The workshop and follow-up interviews then revealed the customer's need to:
- Decommission its legacy TDM environment and switch to an Session Initiation Protocol (SIP) environment
- Centralize call control for audio and video
- Create a highly available collaboration platform that is available anywhere, anytime, and with any device
- Automate operations of the collaboration platform
- Retire the end-of-life on-premises video solution (VCS) and move conferencing resources to the cloud
- Support the new collaboration platform with software-defined WAN (SD-WAN), upgraded security, and enhanced wireless abilities
Discussion
When the TDM environment was analyzed, the Cisco team noticed that it was not only costing the customer much more than a SIP network, but it was also more difficult to manage, as the TDM circuits were distributed across different locations. By moving to an SIP network, the customer could centralize its deployment and consolidate all the circuits into two data centers. This would result in both time and operational savings, as the customer could now manage a fewer number of sites now and could more quickly track the network's performance.
Up until this point, the audio and video solution had separate call controls (CUCM and VCS), which had operational and management overheads. The CCRA analysis found that centralizing call control for both audio and video would result in unified management and operations, thereby reducing OpEx. Plus, since the customer wanted to realize its existing on-premise investment in Cisco Communications Manager, it made sense to first migrate their video solution to the Cloud using Cisco WebEx Hybrid Services (Meetings and Messaging).
Centralizing call control was definitely an important recommendation, but learning how audio and video solutions were managed separately also helped the team understand what tools were being used to manage the solution. Because there were so many, no single collaboration solution was tied together with another. This meant that if the customer wanted to self-manage and automate its operations, different requirements would need to be established to aggregate the different collaboration solutions to work as one cohesive unit.
Through the CCRA, the customer was able to bridge the gap between IT and business leadership and find common ground. Up until this point, the IT team had come up with several ideas to improve the company's operations but it didn't completely align with the business leadership's mission, vision, and desired collaboration capabilities. When Cisco's Customer Experience team was consulted, it was able to clearly communicate several of the IT team’s prior recommendations to the executive team, show the value of how each recommendation complimented the others, and tie the whole solution in with leadership's objectives (i.e. move to the cloud and reduce OpEx).
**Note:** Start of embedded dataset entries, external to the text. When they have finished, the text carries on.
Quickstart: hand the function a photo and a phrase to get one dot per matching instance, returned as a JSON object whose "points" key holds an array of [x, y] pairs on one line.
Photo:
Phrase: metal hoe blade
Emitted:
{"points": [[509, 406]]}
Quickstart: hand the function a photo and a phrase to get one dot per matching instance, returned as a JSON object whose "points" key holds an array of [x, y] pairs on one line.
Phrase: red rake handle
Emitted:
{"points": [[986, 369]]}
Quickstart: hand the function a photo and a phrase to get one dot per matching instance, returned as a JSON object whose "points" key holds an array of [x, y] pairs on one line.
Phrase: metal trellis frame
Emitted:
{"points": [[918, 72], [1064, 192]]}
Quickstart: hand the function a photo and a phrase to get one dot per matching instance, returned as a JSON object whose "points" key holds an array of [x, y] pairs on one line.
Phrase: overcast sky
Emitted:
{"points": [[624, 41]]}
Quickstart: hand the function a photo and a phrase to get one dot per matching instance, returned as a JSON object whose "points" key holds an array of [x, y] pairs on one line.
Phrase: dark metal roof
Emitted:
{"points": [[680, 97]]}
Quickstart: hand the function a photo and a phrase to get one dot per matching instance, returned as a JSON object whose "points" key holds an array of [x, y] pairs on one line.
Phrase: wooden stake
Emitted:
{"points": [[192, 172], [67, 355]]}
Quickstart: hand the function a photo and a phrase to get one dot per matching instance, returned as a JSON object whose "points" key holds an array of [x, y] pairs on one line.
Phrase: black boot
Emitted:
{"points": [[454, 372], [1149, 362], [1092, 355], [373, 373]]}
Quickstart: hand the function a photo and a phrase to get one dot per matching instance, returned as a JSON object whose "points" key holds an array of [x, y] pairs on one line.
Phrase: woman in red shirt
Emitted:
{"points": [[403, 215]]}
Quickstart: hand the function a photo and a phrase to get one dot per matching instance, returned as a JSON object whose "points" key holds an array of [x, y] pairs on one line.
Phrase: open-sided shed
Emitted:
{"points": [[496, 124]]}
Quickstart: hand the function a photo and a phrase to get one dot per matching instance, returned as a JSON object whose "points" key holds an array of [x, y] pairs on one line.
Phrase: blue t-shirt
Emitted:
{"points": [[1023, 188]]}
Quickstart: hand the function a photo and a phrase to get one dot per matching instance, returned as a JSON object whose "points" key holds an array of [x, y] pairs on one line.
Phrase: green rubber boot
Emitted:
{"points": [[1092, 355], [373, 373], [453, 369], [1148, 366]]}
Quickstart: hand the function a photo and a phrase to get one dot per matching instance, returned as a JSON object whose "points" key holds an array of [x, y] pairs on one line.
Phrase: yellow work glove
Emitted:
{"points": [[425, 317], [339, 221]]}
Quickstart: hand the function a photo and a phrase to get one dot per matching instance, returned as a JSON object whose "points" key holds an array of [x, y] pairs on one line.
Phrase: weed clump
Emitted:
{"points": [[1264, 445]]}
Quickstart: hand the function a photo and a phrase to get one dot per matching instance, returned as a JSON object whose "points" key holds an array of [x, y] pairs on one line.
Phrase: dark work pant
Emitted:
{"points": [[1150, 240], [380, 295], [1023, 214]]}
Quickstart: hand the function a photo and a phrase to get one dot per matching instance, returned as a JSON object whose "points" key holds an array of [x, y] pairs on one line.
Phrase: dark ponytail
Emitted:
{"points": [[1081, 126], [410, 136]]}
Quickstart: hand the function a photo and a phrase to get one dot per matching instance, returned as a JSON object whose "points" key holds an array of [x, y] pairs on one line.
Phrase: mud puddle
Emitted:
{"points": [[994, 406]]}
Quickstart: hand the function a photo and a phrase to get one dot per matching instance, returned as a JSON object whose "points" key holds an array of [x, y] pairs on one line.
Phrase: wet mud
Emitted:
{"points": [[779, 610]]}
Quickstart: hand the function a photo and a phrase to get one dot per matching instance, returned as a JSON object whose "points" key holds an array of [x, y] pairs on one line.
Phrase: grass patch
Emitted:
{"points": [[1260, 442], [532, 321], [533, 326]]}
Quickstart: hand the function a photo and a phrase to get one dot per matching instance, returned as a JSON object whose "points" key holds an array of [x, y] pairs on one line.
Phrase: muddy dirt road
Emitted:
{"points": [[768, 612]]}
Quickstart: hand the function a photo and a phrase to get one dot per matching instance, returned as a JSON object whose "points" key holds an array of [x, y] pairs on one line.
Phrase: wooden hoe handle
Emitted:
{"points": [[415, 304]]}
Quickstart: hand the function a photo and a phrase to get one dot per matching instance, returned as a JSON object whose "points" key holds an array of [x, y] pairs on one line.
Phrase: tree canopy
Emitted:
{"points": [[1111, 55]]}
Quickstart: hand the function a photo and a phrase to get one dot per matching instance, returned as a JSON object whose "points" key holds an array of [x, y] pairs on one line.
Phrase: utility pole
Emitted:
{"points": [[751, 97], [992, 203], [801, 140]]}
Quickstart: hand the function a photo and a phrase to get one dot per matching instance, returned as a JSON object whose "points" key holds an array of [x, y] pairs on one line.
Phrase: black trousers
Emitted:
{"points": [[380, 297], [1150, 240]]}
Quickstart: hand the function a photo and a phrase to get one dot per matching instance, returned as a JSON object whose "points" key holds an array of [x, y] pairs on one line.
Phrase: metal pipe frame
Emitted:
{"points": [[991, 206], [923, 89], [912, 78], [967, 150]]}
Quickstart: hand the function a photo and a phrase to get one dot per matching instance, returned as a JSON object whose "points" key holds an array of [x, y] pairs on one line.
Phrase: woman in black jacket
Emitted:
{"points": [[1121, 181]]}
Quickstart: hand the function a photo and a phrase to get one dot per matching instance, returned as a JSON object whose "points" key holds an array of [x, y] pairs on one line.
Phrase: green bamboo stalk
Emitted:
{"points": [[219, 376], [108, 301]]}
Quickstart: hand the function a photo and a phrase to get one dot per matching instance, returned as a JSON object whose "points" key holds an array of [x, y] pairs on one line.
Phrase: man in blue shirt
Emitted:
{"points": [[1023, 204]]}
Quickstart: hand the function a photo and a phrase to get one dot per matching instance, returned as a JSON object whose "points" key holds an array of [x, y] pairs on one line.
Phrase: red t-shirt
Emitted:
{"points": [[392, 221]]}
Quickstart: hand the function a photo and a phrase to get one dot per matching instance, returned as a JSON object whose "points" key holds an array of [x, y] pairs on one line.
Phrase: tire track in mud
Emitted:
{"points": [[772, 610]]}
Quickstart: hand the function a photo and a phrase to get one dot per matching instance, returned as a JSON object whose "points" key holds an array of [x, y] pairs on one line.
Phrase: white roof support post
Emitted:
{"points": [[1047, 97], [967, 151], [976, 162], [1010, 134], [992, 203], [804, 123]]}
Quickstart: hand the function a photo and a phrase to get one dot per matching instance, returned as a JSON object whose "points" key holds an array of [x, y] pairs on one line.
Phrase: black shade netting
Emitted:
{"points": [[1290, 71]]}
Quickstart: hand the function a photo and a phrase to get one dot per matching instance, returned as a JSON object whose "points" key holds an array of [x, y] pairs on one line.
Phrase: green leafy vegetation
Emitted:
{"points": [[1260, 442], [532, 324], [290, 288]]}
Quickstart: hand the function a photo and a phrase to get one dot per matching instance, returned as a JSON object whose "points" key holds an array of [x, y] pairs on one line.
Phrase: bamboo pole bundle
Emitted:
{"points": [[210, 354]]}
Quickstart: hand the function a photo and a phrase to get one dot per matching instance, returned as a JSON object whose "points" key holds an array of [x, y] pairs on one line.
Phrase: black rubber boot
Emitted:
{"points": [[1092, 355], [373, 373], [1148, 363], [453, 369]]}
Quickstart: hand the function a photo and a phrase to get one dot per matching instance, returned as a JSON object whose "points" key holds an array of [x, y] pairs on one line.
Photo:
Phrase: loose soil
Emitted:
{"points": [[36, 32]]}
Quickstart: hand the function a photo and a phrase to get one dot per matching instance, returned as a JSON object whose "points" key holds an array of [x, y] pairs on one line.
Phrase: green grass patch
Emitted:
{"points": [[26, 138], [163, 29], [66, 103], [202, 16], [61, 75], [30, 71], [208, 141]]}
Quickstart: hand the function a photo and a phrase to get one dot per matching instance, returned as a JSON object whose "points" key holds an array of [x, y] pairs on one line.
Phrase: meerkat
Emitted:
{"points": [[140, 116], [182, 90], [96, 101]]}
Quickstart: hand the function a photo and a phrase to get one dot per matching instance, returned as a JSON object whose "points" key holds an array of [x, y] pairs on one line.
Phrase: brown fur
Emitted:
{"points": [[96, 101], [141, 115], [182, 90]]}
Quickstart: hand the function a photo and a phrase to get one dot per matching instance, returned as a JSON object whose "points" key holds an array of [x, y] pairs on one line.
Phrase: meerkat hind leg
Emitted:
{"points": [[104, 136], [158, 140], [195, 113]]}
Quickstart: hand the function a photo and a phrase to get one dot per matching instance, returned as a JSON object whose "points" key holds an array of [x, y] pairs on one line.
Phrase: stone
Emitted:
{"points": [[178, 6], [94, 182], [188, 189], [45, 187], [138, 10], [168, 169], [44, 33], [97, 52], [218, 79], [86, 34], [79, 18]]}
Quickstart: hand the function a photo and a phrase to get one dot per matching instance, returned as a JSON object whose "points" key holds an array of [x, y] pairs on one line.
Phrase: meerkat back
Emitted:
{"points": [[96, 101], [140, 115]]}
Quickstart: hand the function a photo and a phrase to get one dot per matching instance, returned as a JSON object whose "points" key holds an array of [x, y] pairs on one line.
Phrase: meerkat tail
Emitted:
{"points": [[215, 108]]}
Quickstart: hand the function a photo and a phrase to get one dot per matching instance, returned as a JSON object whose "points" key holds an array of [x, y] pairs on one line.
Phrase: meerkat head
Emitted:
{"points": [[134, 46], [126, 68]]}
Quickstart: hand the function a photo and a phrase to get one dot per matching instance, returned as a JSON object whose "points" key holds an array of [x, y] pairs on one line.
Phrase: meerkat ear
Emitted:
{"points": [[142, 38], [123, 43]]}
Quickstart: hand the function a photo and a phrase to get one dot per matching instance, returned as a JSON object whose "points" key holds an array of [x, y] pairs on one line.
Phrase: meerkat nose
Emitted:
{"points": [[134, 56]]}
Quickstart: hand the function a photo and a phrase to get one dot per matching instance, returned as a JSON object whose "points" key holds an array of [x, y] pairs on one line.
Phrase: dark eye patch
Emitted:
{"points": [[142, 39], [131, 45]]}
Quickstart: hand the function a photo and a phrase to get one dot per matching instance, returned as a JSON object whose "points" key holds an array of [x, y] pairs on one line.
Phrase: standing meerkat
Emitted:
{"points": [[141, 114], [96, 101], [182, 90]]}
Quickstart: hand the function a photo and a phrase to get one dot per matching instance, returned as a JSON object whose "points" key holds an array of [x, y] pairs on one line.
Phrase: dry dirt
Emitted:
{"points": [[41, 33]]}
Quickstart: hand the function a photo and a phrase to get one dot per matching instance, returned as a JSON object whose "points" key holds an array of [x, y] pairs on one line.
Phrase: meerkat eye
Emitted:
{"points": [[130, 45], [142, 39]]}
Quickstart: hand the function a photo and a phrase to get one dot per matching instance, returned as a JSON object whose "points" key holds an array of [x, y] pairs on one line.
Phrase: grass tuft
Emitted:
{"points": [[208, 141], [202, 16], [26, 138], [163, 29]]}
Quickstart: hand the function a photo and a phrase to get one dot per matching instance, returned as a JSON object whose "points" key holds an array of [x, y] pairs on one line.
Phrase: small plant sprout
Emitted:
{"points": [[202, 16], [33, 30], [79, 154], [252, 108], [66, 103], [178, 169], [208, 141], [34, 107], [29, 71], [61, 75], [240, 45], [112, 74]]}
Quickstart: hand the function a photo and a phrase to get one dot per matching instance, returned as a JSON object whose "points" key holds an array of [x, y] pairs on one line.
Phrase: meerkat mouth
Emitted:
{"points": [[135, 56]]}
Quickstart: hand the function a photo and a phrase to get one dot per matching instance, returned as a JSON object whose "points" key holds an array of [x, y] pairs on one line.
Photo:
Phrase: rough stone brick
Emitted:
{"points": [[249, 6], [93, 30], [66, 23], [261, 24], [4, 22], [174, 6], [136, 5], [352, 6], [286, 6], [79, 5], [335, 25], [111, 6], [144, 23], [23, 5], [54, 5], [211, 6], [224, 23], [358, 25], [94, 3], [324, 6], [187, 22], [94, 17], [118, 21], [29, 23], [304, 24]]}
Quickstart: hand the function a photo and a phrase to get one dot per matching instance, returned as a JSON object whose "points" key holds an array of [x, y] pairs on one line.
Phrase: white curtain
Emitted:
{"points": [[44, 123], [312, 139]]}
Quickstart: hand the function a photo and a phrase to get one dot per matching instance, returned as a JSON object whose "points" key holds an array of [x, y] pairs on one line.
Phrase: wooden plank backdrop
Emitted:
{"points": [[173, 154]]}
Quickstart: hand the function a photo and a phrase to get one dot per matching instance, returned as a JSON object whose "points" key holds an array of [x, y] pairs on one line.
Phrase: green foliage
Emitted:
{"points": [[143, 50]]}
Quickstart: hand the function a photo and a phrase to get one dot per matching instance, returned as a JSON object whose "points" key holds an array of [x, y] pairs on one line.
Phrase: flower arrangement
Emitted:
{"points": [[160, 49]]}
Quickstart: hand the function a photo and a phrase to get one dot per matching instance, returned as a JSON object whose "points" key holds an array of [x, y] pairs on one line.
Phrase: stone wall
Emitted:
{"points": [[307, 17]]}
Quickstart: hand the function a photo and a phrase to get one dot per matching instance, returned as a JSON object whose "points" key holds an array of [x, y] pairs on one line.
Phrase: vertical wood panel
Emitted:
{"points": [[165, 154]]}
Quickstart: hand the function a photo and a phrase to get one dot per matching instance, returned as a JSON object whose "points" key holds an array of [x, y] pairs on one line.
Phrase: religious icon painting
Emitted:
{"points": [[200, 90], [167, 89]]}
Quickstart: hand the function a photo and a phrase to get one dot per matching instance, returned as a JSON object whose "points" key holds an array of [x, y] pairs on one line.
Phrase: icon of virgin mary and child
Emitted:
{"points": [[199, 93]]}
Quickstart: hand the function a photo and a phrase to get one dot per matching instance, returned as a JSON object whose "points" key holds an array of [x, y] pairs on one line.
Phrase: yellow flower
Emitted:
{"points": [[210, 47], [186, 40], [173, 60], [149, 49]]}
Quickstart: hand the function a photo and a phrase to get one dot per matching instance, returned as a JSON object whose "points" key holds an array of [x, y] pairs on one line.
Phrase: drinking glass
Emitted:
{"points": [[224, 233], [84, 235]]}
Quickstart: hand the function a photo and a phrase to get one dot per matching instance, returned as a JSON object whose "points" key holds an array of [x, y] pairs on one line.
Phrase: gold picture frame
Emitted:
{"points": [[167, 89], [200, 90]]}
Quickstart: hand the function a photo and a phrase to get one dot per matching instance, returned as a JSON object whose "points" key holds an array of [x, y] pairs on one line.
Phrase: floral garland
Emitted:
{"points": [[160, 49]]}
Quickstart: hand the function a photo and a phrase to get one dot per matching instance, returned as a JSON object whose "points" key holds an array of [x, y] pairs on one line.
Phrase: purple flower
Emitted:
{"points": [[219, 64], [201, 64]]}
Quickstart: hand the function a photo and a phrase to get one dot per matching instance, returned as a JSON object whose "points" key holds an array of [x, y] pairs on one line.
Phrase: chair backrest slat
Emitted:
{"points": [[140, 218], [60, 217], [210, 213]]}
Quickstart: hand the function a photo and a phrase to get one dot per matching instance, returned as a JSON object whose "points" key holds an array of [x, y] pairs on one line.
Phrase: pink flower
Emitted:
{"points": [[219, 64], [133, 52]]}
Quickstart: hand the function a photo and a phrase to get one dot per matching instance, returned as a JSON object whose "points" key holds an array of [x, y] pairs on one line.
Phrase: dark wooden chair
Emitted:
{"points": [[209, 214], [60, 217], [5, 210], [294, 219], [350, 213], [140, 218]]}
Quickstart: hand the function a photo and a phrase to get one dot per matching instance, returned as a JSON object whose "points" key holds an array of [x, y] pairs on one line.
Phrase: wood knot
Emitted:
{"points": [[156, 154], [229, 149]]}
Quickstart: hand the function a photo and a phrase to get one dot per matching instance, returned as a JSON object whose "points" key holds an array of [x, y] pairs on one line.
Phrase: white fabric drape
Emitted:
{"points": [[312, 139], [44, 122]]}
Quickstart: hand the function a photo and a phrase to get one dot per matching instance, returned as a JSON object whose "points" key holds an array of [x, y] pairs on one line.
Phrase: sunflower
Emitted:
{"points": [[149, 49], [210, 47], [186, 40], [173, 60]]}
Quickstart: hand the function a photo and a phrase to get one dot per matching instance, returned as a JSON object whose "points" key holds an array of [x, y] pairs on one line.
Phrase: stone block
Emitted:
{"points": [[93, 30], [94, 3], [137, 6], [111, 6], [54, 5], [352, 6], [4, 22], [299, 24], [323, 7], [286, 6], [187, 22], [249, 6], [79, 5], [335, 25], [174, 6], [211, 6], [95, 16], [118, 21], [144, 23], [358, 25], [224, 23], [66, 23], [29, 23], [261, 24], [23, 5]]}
The customer was also made aware of architecture, security, and wireless gaps, recent Cisco Cloud Collaboration solution offerings, and different consumption models to take advantage of during the migration process.
Consequently, the Cisco Customer Experience team was able to succinctly endorse and advocate the move to a hybrid cloud and provide insights into how the solution would reduce OpEx for the customer. The team also helped the customer understand the necessary commitments and steps it would take to formulate a solid migration plan (i.e. through a phased approach), which would alleviate future risks and concerns.